The only federal case cited by Plaintiffs on this issue is a case in which an underlying cause of action already existed in this Court. In Eberhard v. Physicians Choice Lab. Servs., LLC, No. 3:15-0156, 2016 WL 6432794 (M.D. Tenn. Oct. 31, 2016), the Court had federal subject-matter jurisdiction over the retaliation claim of the plaintiff, pursuant to the False Claims Act, 31 U.S.C. § 3730(h), before the motion for attachment (which was Doc. No. 80 in the case) was filed. Therefore, the Court's jurisdiction was existing, and the remedy for attachment was sought in a pre-existing case. The case of New York Cas. Co. v. Lawson, 24 S.W. 2d 881 (Tenn. 1930), also cited by Plaintiffs, was a state court action, not involving the jurisdiction of a federal court at all (or, for that matter, Fed. R. Civ. P. 64). The underlying lawsuit was a suit to enjoin enforcement of an existing judgment. Id. at 882. The other Tennessee state court cases cited by Plaintiffs are also irrelevant because they did not involve federal court jurisdiction (or Rule 64). Moreover, these old state court cases did not involve a jurisdictional challenge on the grounds of no underlying cause action because there were underlying causes of action.
The fact that statutory grounds may exist under state law for the attachment of Defendant's assets does not alone create jurisdiction in this Court. Defendant's conclusory assertion that "jurisdiction turns on whether Plaintiffs have complied with the statute's jurisdiction requirements" provides no help since Plaintiffs point to no authority stating such a proposition. Indeed, the state statutes upon which Plaintiffs rely say nothing about federal court jurisdiction. The fact that there is a dearth of recent cases in the Sixth Circuit (or other courts) concerning this issue belies, rather than supports, Plaintiffs' assertion of jurisdiction. Plaintiffs have not pointed the Court to a single case in which a writ of attachment was issued in federal court despite there being no underlying cause of action.

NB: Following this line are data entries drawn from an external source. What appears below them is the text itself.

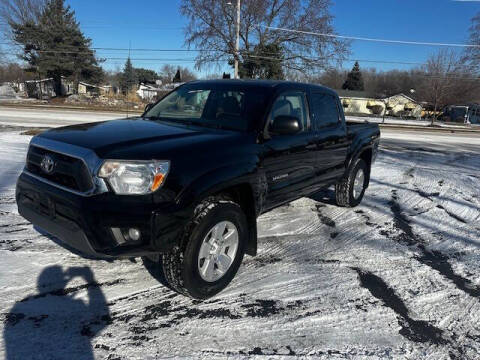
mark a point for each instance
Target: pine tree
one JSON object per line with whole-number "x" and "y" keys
{"x": 354, "y": 79}
{"x": 178, "y": 77}
{"x": 56, "y": 47}
{"x": 129, "y": 77}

The Court tends to believe that this dearth arises from the fact that it has been a long time since litigants (or at least the great majority of them) would even have attempted to base subject-matter jurisdiction solely on the alleged need for attachment or injunctive relief related to a case pending in another court.
As the above-cited cases demonstrate, a prejudgment attachment and related injunctive relief (under Fed. R. Civ. P. 64 and 65) are, by their nature, dependent on the existence of an underlying cause of action before the federal court in which such relief is sought (and not just some court somewhere). If the Florida state court issues judgment in favor of these Plaintiffs against this Defendant, then Plaintiffs may be able to ask this Court to enforce such a judgment; but with no underlying cause of action before it, the Court must deny Plaintiffs' request for an attachment and injunctive relief and, lacking subject-matter jurisdiction, dismiss this action.
In light of there being no underlying cause of action, the Court need not address the issue of whether the jurisdictional amount for diversity jurisdiction is met in this case.
CONCLUSION
For these reasons, Plaintiffs' Motion for Temporary Restraining Order and Preliminary Injunction (Doc. No. 2) will be denied, and this action will be dismissed for lack of subject-matter jurisdiction.